Se una società con stabile organizzazione in Italia, qui vi trasferisce anche la sede legale, la sua Partita Iva non cambia.
Nell’ambito dell’ordinamento nazionale non esiste, però, una norma che disciplini espressamente il trasferimento della sede legale di una società all’estero e viceversa. Pur tuttavia, con risposta all’interpello n. 800 del 3 dicembre 2021 l’Agenzia delle Entrate si è nuovamente espressa a riguardo, facendo riferimento a due principi giuridici.
Si tratta sia del principio di reciprocità, secondo cui alle società straniere sono riconosciuti gli stessi diritti previsti per le società italiane se il loro paese d’origine riconosce tali diritti anche in favore delle società italiane, sia del principio civilistico secondo cui «i trasferimenti della sede statutaria in altro Stato e le fusioni di enti con sede in Stati diversi hanno efficacia soltanto se posti in essere conformemente alle leggi di detti Stati interessati». Pertanto, il trasferimento della sede legale in Italia di un soggetto estero può avvenire in continuità giuridica, senza generare alcuna estinzione o liquidazione, purché tale continuità sia riconosciuta anche nello Stato estero di provenienza.

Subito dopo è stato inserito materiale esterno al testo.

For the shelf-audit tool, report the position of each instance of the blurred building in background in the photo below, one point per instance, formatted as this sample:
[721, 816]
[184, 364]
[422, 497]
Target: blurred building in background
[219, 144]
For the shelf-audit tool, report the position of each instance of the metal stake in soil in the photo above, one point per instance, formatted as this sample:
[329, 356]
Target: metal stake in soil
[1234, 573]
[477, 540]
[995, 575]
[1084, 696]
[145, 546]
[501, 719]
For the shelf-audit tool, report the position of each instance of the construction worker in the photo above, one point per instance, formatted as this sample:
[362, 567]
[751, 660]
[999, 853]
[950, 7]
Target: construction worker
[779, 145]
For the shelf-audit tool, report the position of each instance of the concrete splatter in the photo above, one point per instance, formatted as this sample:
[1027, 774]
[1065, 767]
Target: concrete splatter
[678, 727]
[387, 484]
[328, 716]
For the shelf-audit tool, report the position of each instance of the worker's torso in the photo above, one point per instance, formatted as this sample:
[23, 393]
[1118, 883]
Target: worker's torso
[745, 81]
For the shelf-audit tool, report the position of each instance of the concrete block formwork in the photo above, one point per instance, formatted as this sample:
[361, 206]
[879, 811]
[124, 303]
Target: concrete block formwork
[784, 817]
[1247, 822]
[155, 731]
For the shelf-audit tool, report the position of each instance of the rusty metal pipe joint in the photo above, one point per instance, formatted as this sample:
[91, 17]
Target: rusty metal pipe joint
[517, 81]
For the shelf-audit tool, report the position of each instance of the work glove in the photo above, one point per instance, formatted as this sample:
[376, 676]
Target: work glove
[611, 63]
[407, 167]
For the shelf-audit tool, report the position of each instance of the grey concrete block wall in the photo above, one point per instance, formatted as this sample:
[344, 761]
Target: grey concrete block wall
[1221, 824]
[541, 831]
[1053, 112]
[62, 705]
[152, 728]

In parole povere, è necessario che il trasferimento della sede legale all’estero non costituisca in quel Paese un evento estintivo. Una volta appurata la possibilità di nazionalizzare la società estera, in regime di continuità e fatti salvi gli effetti ai fini dell’imposizione diretta e indiretta di tale operazione di riorganizzazione aziendale transfrontaliera, non si ravvisano specifici impedimenti all’utilizzo da parte della società trasferita della partita Iva già attribuita alla sua stabile organizzazione in Italia, previa la comunicazione delle eventuali modifiche da eseguire, come disposto dalla legge.